Currently, the first line treatment for uncomplicated malaria in Botswana is a fixed-dose combination of artemether (AM) and lumefantrine (LU)5. After oral administration, AM is rapidly absorbed and metabolized to dihydroartemisinin (DHA) through demethylation, mainly via CYP2B6 enzymes6,7,8. DHA has a higher antimalarial activity than AM, and it is inactivated primarily by glucuronidation7,9.

Efavirenz (EFV) and nevirapine (NVP) are the most prescribed drugs in anti-HIV combination treatment in resource-limited countries10. There is a considerable literature on EFV and NVP pharmacogenetics and currently it has been proposed that personalizing the dosage of these anti-HIV drugs according to the CYP2B6 genotype of the patient will be of therapeutic benefit11.

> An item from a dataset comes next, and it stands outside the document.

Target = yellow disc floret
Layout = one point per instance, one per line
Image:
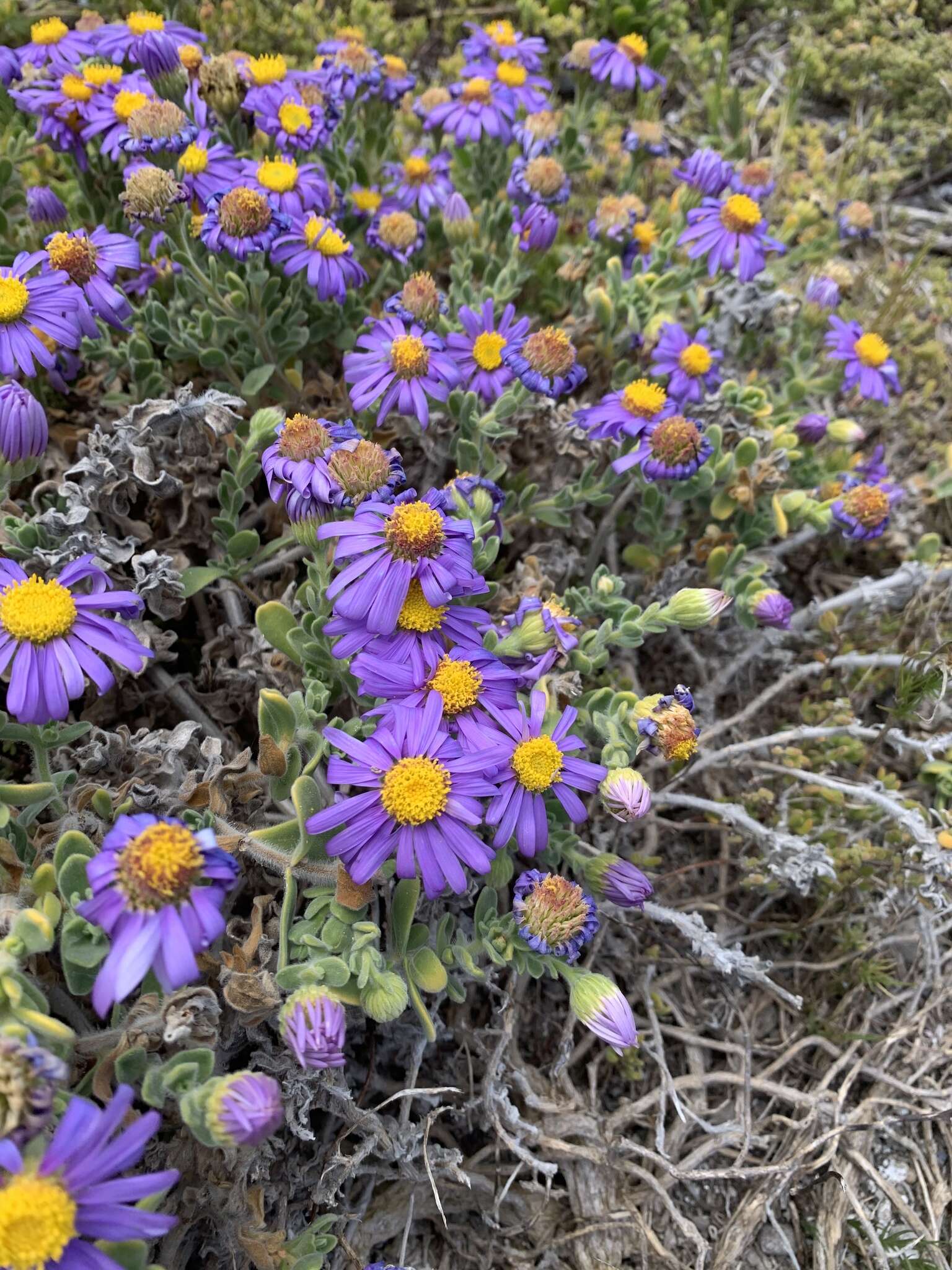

The known single nucleotide polymorphisms (SNPs) within the CYP2B6 locus influencing AM and EFV/NVP plasma exposure are: 516 G > T (rs3745274), 785 A > G (rs2279343) and 983 T > C (rs28399499). The polymorphisms at position 516 and 983 confer a slow metabolic phenotype, leading to higher drug plasma exposure and increased toxicity risk. The variation at position 785 confers rapid drug metabolism, leading to lower drug plasma level and potentially poorer therapeutic outcome10. The above-mentioned SNPs, in combination or individually, may lead to the following CYP2B6 alleles: *4 (785 A > G only), *6 (516 G > T and 785 A > G), *9 (516 G > T only), *16 (785 A > G and 983 T > C), *18 (983 T > C only) ( The metabolic status for a given drug is defined as slow, intermediate, extensive or ultra-rapid as a result of the individual’s genetic make up12. Furthermore, in the anti-infectious therapy context, the therapeutic outcome based on the individual metabolic status for a given drug depends also on the length and frequency of therapy. For example, in the context of the short course uncomplicated malaria treatment, a slow AM metabolism induces a lower biotransformation rate to the most active metabolite DHA7 leading to a lower efficacy and possibly a longer tail during which malaria parasites are exposed to sub-inhibitory drug concentrations, inducing an increased permanence in the selective window for drug resistance13,14. Conversely, in the context of chronic EFV- or NVP-based antiretroviral combination therapy (ARTc), a slow metabolic profile reduces drug clearance leading to higher drug plasma exposure and consequent higher toxicity risk. This may cause poorer compliance by the patient with resultant emergence of viral resistance possibly related to suboptimal drug exposure10,15. Concerning the influence of rapid metabolism phenotypes on antimalarial and antiretroviral therapy, information is lacking10.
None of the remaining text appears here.